For some real soil profile data set we could also plot all texture fractions in the texture triangle to see how frequently one should expect some soil classes to appear:

> require(GSIF)
> data(afsp)
> tdf <- afsp$horizons[,c("CLYPPT", "SLTPPT", "SNDPPT")]
> tdf <- tdf[!is.na(tdf$SNDPPT)&!is.na(tdf$SLTPPT)&!is.na(tdf$CLYPPT),]
> tdf <- tdf[runif(nrow(tdf))<.15,]
> tdf$Sum = rowSums(tdf)
> for(i in c("CLYPPT", "SLTPPT", "SNDPPT")) { tdf[,i] <- tdf[,i]/tdf$Sum * 100 }
> names(tdf)[1:3] <- c("CLAY", "SILT", "SAND")
> TT.plot(class.sys = "USDA.TT", tri.data = tdf, grid.show = FALSE, pch="+", cex=.4, col="red")
Distribution of observed soil textures for the Africa Soil Profiles.

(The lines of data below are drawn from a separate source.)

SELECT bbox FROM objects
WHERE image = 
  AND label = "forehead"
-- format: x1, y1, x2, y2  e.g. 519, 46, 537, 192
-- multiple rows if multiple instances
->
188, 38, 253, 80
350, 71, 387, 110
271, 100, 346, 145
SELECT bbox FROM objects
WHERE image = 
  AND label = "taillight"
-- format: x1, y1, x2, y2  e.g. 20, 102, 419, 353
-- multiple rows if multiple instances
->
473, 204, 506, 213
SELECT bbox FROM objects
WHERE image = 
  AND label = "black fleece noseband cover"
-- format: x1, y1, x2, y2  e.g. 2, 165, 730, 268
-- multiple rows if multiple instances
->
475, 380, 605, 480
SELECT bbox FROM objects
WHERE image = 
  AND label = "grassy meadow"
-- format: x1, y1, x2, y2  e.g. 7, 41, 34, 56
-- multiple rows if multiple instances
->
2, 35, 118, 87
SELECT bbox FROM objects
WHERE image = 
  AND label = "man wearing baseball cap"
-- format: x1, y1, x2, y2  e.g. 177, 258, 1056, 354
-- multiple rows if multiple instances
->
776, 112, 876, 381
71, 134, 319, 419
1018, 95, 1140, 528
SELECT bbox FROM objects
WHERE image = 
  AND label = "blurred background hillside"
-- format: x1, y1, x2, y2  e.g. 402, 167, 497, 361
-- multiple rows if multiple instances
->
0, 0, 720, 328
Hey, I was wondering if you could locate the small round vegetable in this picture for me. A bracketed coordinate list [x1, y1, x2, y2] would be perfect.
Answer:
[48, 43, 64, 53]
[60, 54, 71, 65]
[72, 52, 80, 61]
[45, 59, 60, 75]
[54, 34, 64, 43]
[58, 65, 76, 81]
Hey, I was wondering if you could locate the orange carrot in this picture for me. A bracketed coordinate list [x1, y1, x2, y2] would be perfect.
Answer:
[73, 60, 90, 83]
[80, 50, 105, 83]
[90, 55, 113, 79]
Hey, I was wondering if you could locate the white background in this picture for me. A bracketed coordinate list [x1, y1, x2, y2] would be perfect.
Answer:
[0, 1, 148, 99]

This shows that not all positions in the triangle have the same prior probability. So probably a more sensitive way to estimate uncertainty of converting soil texture classes to fractions would be to run simulations using a density image showing the actual distribution of classes and then, by using the rpoint function in the spatstat package, we could also derive an even more realistic conversions from texture-by-hand classes to texture fractions.

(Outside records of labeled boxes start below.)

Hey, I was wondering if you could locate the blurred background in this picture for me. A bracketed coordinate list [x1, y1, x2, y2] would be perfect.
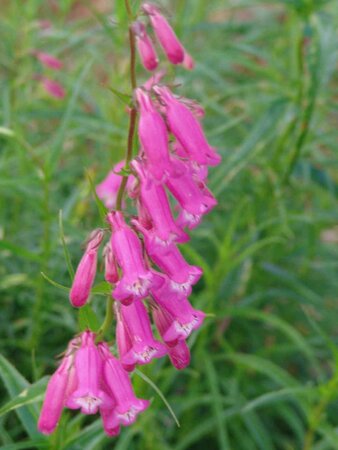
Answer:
[0, 0, 338, 450]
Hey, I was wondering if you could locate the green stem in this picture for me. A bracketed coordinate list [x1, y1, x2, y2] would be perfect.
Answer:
[116, 0, 137, 211]
[96, 295, 114, 342]
[96, 0, 137, 341]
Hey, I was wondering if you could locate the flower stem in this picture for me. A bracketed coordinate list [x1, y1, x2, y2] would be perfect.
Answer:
[116, 0, 137, 211]
[96, 295, 114, 342]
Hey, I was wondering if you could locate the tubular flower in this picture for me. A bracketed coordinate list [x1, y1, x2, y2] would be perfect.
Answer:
[151, 279, 205, 346]
[116, 300, 167, 370]
[142, 3, 185, 64]
[107, 211, 153, 304]
[38, 340, 76, 434]
[132, 22, 158, 71]
[154, 86, 221, 166]
[99, 343, 149, 433]
[69, 229, 103, 308]
[96, 161, 135, 209]
[37, 1, 221, 436]
[133, 161, 189, 243]
[66, 331, 113, 414]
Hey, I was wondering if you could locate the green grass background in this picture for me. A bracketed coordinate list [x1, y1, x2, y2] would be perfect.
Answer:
[0, 0, 338, 450]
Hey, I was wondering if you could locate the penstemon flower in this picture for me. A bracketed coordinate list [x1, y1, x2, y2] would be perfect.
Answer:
[38, 0, 220, 436]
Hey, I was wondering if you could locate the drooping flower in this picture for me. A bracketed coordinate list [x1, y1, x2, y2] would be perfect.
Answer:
[166, 159, 217, 228]
[38, 340, 76, 434]
[142, 3, 185, 64]
[116, 300, 167, 371]
[99, 343, 149, 428]
[153, 86, 221, 166]
[69, 229, 104, 308]
[34, 51, 63, 70]
[132, 219, 202, 295]
[135, 88, 170, 182]
[132, 21, 158, 71]
[107, 211, 157, 304]
[66, 331, 114, 414]
[133, 161, 189, 243]
[168, 341, 190, 370]
[96, 161, 135, 209]
[151, 277, 205, 346]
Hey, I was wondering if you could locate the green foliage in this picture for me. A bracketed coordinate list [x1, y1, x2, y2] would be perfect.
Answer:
[0, 0, 338, 450]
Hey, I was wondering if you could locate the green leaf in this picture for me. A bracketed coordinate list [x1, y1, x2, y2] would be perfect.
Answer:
[41, 272, 70, 292]
[135, 369, 180, 427]
[203, 355, 230, 450]
[0, 354, 40, 438]
[79, 303, 100, 332]
[1, 438, 50, 450]
[0, 377, 49, 417]
[86, 171, 108, 223]
[92, 281, 112, 296]
[109, 87, 132, 106]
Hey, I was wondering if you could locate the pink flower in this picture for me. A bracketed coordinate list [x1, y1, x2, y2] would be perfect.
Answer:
[99, 343, 149, 426]
[142, 69, 166, 91]
[107, 211, 153, 303]
[116, 300, 167, 371]
[38, 341, 74, 434]
[182, 52, 195, 70]
[42, 77, 66, 98]
[168, 341, 190, 370]
[172, 142, 208, 182]
[34, 51, 63, 70]
[154, 86, 221, 166]
[69, 229, 104, 308]
[135, 88, 170, 181]
[133, 219, 202, 295]
[166, 159, 217, 228]
[103, 242, 119, 284]
[96, 161, 135, 209]
[151, 279, 205, 346]
[132, 161, 189, 243]
[142, 3, 185, 64]
[66, 331, 114, 414]
[132, 22, 158, 71]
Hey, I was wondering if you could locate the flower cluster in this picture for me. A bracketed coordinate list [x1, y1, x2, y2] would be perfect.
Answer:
[38, 331, 149, 436]
[39, 3, 220, 435]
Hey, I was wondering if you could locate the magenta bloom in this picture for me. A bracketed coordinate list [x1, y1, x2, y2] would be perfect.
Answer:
[132, 22, 158, 71]
[166, 159, 217, 228]
[172, 142, 208, 182]
[96, 161, 135, 209]
[103, 242, 119, 284]
[133, 220, 203, 295]
[168, 341, 190, 370]
[107, 211, 153, 303]
[42, 77, 66, 99]
[99, 343, 149, 428]
[34, 51, 63, 70]
[151, 279, 205, 346]
[69, 229, 103, 308]
[135, 88, 170, 181]
[132, 161, 189, 243]
[182, 52, 195, 70]
[154, 86, 221, 166]
[66, 331, 113, 414]
[117, 300, 167, 371]
[142, 3, 185, 64]
[38, 346, 74, 434]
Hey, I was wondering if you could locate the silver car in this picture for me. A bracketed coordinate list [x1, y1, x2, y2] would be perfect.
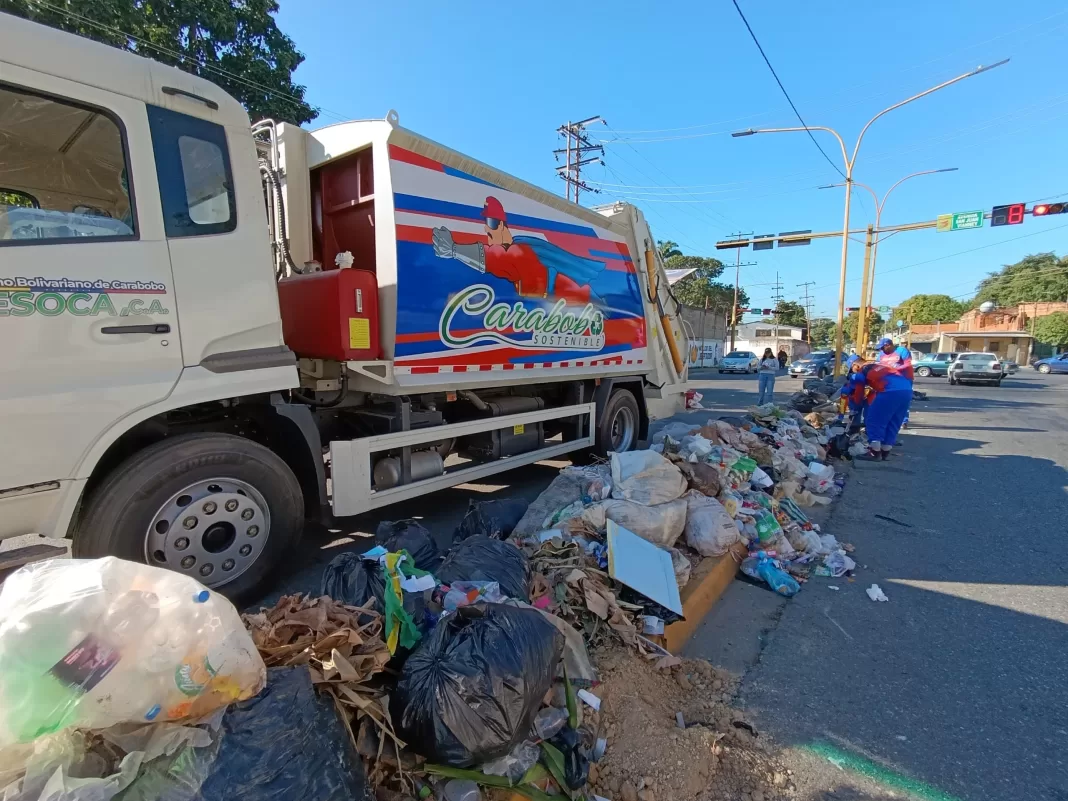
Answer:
[947, 354, 1005, 387]
[720, 350, 760, 373]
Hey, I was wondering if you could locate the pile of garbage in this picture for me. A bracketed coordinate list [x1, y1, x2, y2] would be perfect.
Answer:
[0, 405, 855, 801]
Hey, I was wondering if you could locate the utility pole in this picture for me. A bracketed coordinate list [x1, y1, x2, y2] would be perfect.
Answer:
[855, 225, 875, 354]
[727, 232, 756, 352]
[798, 281, 816, 345]
[552, 116, 608, 208]
[771, 270, 783, 352]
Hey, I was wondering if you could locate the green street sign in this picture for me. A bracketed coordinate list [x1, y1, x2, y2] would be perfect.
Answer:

In the next example we look at the Munsell color codes and conversion algorithms from a code to RGB and other color spaces. Munsell color codes can be matched with RGB values via the Munsell color codes conversion table. You can load a table with 2350 entries from the GSIF dokuwiki:

> load(file("http://gsif.isric.org/lib/exe/fetch.php?media=munsell_rgb.rdata"))
> library(colorspace)
> munsell.rgb[round(runif(1)*2350, 0),]
    Munsell R  G   B
81 10B_2_12 0 60 123
> library(colorspace)
> as(RGB(R=munsell.rgb[1007,"R"]/255, G=munsell.rgb[1007,"G"]/255, B=munsell.rgb[1007,"B"]/255), "HSV")
            H          S         V
[1,] 3.529412 0.07981221 0.8352941

This shows that, for any given Munsell color code, it is relatively easy to convert them to any other color system available in R.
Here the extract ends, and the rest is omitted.